'Mr. Polaroid': Ferry van der Nat
The Ravestijn Gallery’s exhibition ‘Mr. Polaroid’ by Ferry Van der Nat is a playful exploration of the nude form and its transformative nature under the spell of the instant camera.
Van der Nat worked for many years as a make-up artist and began to document his surroundings through Polaroid shots. Recently his approach has evolved into a more formal and sustained engagement with this flexible medium, and ‘Mr. Polaroid ’ showcases the exciting middle ground between backstage and the studio. The resulting images are a focused yet suggestive moment in time, pushing the viewer to confront sexuality head-on.
Van der Nat works with two cameras, each with particular technical features and cultural importance. The 1965 Polaroid Land Camera 103 sheds a greenish blue tint across the prints, seeming to distill an aura and mystery around the subjects. The second camera, the Polaroid Big Shot from 1975, is famously the same model used by Andy Warhol as he produced some of his most overtly sexual images—a mood that inspires Van der Nat’s own project. The camera’s bulky construction means the photographer stands at a physical distance from his subjects, while the photograph is nonetheless quite intimate.
This collection certainly pushes the viewer into uncomfortable territory. A sense of constricted space is created by the large size of the prints; as if the viewer were frozen at eyelevel somewhere between the camera apparatus and the naked subject themselves. Van der Nat experiments with gay cultural stereotypes, amplifying them in number to a nearly exhibitionist degree. But who is the exhibitionist? The subject or the photographer?

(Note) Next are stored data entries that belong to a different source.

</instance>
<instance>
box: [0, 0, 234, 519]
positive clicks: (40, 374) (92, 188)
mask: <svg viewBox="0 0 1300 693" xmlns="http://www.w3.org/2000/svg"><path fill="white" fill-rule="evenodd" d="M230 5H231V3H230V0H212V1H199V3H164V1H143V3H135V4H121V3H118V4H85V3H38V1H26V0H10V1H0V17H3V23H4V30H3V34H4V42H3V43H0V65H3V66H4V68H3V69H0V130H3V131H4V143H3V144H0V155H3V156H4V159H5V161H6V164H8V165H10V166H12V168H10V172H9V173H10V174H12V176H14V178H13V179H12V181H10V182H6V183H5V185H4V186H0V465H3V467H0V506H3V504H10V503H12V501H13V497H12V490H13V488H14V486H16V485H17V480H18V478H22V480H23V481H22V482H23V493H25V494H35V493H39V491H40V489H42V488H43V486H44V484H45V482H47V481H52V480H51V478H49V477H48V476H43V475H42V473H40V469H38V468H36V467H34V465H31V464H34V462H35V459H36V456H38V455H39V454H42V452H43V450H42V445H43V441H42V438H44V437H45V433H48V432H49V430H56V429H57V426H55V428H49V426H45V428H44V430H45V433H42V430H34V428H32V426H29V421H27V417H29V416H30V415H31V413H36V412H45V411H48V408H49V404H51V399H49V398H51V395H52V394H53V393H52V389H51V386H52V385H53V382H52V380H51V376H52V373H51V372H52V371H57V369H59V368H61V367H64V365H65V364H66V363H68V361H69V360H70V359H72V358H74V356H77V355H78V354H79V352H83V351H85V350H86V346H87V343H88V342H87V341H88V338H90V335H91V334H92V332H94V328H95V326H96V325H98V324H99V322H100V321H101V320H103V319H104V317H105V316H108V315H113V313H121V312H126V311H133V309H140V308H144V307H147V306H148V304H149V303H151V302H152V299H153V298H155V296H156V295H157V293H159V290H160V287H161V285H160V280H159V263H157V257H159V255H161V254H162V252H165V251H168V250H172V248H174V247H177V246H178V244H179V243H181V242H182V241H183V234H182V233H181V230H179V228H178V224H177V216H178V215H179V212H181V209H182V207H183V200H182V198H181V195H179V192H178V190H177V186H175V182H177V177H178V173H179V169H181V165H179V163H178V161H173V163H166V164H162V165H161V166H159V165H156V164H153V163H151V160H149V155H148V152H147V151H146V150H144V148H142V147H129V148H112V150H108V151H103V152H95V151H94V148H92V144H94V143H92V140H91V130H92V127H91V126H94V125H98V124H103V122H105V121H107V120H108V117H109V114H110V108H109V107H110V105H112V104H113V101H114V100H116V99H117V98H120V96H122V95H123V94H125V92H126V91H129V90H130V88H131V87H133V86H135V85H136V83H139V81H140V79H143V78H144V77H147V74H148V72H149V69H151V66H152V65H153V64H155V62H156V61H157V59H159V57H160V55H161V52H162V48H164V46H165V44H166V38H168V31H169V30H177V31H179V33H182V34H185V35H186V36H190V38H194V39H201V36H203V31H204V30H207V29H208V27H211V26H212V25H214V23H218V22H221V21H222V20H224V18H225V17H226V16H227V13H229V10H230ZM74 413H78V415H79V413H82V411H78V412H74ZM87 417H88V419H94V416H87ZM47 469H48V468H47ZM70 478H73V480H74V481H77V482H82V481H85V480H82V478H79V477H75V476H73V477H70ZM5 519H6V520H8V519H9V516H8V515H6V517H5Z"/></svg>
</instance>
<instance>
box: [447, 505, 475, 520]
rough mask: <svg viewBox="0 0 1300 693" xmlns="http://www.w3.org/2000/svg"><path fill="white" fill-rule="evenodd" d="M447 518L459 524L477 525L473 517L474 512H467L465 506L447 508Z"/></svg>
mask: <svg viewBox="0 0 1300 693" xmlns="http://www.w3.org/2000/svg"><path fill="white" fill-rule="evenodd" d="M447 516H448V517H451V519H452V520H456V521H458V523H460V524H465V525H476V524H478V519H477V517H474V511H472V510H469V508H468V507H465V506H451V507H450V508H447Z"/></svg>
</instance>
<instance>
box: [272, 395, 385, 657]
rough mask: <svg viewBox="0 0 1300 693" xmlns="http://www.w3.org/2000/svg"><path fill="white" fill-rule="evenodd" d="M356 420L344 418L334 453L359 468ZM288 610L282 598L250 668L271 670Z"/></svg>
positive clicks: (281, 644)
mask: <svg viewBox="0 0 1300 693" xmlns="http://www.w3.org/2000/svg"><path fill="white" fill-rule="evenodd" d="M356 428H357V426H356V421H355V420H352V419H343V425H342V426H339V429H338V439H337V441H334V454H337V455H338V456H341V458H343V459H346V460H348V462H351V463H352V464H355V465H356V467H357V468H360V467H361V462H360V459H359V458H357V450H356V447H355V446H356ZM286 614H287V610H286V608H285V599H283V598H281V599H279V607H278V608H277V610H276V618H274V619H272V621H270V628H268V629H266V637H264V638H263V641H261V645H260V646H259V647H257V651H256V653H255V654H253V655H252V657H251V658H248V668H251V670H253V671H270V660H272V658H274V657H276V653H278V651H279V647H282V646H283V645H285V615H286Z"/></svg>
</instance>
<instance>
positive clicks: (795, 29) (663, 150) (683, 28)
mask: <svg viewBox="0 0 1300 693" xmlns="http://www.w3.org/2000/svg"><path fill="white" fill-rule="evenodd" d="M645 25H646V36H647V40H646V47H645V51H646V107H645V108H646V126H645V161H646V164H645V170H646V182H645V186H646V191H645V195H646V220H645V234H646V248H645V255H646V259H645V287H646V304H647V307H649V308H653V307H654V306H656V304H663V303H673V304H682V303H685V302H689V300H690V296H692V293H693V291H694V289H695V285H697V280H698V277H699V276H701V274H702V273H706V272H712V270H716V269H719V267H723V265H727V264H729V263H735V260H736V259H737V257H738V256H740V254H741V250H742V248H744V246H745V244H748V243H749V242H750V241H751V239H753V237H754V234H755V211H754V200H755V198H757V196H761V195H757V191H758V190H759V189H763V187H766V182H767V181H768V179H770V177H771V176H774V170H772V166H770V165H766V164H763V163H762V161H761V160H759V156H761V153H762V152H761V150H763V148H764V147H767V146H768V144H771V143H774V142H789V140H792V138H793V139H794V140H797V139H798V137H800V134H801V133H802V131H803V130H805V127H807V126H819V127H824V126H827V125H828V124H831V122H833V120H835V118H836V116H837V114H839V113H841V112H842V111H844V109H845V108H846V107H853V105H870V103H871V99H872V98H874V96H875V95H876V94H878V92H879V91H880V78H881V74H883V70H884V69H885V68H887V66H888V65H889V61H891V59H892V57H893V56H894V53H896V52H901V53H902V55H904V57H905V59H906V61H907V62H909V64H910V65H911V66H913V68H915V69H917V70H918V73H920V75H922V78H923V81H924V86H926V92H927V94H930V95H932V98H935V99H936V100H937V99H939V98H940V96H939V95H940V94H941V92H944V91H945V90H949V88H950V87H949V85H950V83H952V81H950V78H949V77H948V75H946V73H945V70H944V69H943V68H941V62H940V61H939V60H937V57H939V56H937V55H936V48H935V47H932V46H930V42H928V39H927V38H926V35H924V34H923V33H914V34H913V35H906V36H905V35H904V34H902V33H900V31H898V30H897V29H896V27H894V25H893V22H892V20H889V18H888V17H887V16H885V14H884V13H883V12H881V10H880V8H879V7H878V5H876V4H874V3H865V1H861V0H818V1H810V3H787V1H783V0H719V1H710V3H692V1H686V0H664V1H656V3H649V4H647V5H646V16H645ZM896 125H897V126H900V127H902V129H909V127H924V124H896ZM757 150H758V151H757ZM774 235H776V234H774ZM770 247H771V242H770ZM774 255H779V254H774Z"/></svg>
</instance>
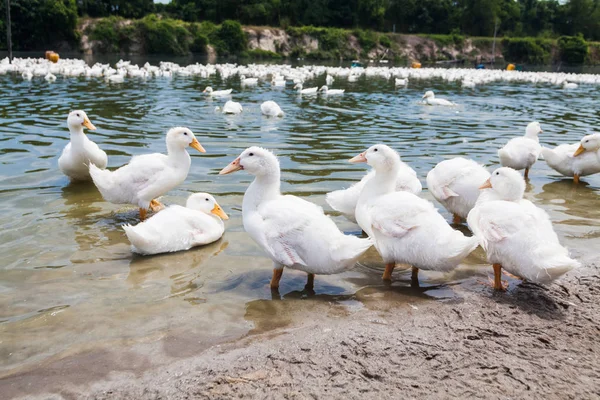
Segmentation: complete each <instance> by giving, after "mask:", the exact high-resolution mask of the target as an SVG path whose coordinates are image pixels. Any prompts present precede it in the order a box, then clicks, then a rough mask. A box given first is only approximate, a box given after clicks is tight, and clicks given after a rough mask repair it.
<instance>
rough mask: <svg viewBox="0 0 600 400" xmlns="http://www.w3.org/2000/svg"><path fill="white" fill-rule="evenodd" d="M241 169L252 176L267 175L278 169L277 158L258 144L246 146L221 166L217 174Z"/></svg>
mask: <svg viewBox="0 0 600 400" xmlns="http://www.w3.org/2000/svg"><path fill="white" fill-rule="evenodd" d="M241 169H243V170H244V171H247V172H248V173H250V174H252V175H254V176H261V175H269V174H271V173H272V172H274V171H276V170H279V160H277V157H275V155H274V154H273V153H271V152H270V151H269V150H267V149H264V148H262V147H258V146H252V147H248V148H247V149H246V150H244V151H243V152H242V154H240V155H239V157H238V158H236V159H235V160H233V161H232V162H231V163H229V165H228V166H226V167H225V168H223V169H222V170H221V172H219V175H227V174H231V173H232V172H236V171H239V170H241Z"/></svg>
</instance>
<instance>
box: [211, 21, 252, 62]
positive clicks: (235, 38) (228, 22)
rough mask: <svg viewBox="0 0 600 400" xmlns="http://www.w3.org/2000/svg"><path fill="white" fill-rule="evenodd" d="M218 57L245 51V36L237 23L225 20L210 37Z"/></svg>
mask: <svg viewBox="0 0 600 400" xmlns="http://www.w3.org/2000/svg"><path fill="white" fill-rule="evenodd" d="M209 39H210V40H211V43H212V44H214V46H215V49H216V50H217V53H218V54H219V55H228V54H238V53H240V52H242V51H244V50H245V49H246V45H247V41H246V34H245V33H244V31H243V30H242V25H240V23H239V22H237V21H231V20H226V21H223V23H222V24H221V26H220V27H219V28H218V29H216V30H215V31H214V32H213V33H212V34H211V35H210V36H209Z"/></svg>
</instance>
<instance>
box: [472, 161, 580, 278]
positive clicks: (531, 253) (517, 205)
mask: <svg viewBox="0 0 600 400" xmlns="http://www.w3.org/2000/svg"><path fill="white" fill-rule="evenodd" d="M481 188H482V189H487V190H485V191H484V192H482V194H481V196H480V198H479V200H478V201H477V205H476V206H475V208H473V210H471V212H470V213H469V216H468V218H467V222H468V223H469V227H470V228H471V230H472V231H473V234H474V235H475V236H476V237H477V239H479V242H480V244H481V247H483V249H484V250H485V251H486V252H487V257H488V261H489V262H490V263H492V264H493V268H494V288H495V289H497V290H503V289H505V287H504V285H503V283H502V280H501V270H502V268H504V269H506V270H507V271H508V272H510V273H512V274H514V275H517V276H520V277H522V278H525V279H527V280H530V281H533V282H536V283H548V282H551V281H553V280H554V279H557V278H558V277H560V276H561V275H563V274H564V273H566V272H568V271H570V270H571V269H573V268H577V267H579V265H580V264H579V262H578V261H575V260H573V259H572V258H570V257H569V252H568V251H567V249H565V248H564V247H562V246H561V245H560V243H559V241H558V237H557V236H556V233H555V232H554V229H553V228H552V223H551V222H550V218H549V216H548V214H547V213H546V212H545V211H544V210H542V209H541V208H538V207H536V206H535V205H534V204H533V203H531V202H530V201H528V200H524V199H523V193H524V192H525V181H524V179H523V178H522V177H521V175H520V174H519V173H518V172H517V171H515V170H514V169H511V168H506V167H503V168H498V169H497V170H495V171H494V172H493V173H492V176H491V178H490V179H489V180H488V181H486V183H485V184H484V185H482V186H481Z"/></svg>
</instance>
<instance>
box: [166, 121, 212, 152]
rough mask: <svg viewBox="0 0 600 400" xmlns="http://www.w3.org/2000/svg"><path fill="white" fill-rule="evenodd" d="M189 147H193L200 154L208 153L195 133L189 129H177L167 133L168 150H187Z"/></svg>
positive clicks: (169, 131) (182, 127) (169, 130)
mask: <svg viewBox="0 0 600 400" xmlns="http://www.w3.org/2000/svg"><path fill="white" fill-rule="evenodd" d="M188 146H189V147H193V148H194V149H196V150H198V151H199V152H200V153H206V150H204V147H202V145H201V144H200V142H198V139H196V136H194V133H193V132H192V131H191V130H189V129H188V128H184V127H176V128H171V129H170V130H169V132H167V148H169V149H170V148H181V149H185V148H186V147H188Z"/></svg>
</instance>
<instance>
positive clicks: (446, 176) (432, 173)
mask: <svg viewBox="0 0 600 400" xmlns="http://www.w3.org/2000/svg"><path fill="white" fill-rule="evenodd" d="M489 177H490V173H489V172H488V171H487V170H486V169H485V168H484V167H483V166H481V165H479V164H477V163H476V162H475V161H473V160H468V159H466V158H462V157H456V158H452V159H450V160H444V161H442V162H440V163H438V164H437V165H436V166H435V167H434V168H433V169H432V170H431V171H429V173H428V174H427V188H428V189H429V191H430V192H431V194H432V195H433V197H435V199H436V200H437V201H439V202H440V204H441V205H443V206H444V208H446V210H448V211H449V212H451V213H452V214H453V217H454V218H453V222H454V223H455V224H460V223H461V222H462V218H467V215H469V211H471V209H472V208H473V207H475V203H476V202H477V198H478V197H479V187H480V186H481V185H483V183H484V182H485V181H486V180H488V179H489Z"/></svg>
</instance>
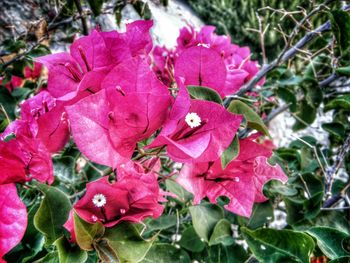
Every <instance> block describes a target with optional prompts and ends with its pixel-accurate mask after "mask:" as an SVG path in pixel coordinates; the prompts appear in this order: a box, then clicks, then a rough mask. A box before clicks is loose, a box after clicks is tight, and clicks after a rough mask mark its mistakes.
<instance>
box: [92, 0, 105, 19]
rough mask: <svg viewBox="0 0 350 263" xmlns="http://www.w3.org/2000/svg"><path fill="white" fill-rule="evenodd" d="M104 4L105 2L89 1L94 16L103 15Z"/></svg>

‘Mr. Polaroid’ compares the face, full of erotic potential, with the straightforward, unflinching depictions of the nude lower-body. While Van der Nat’s subjects stare down the camera, inviting the viewer to return the gaze, the more private and most sexual images become anonymous, even objective through an emphasis on shadow, contour and frontal framing. ‘Mr. Polaroid’ captures the smallest details over and over again: patterns of hair growth, the curve of the thigh or buttock, a chiseled jaw and sulking eyes, and yet through his artful timing, Van der Nat balances between moments of humor and drama.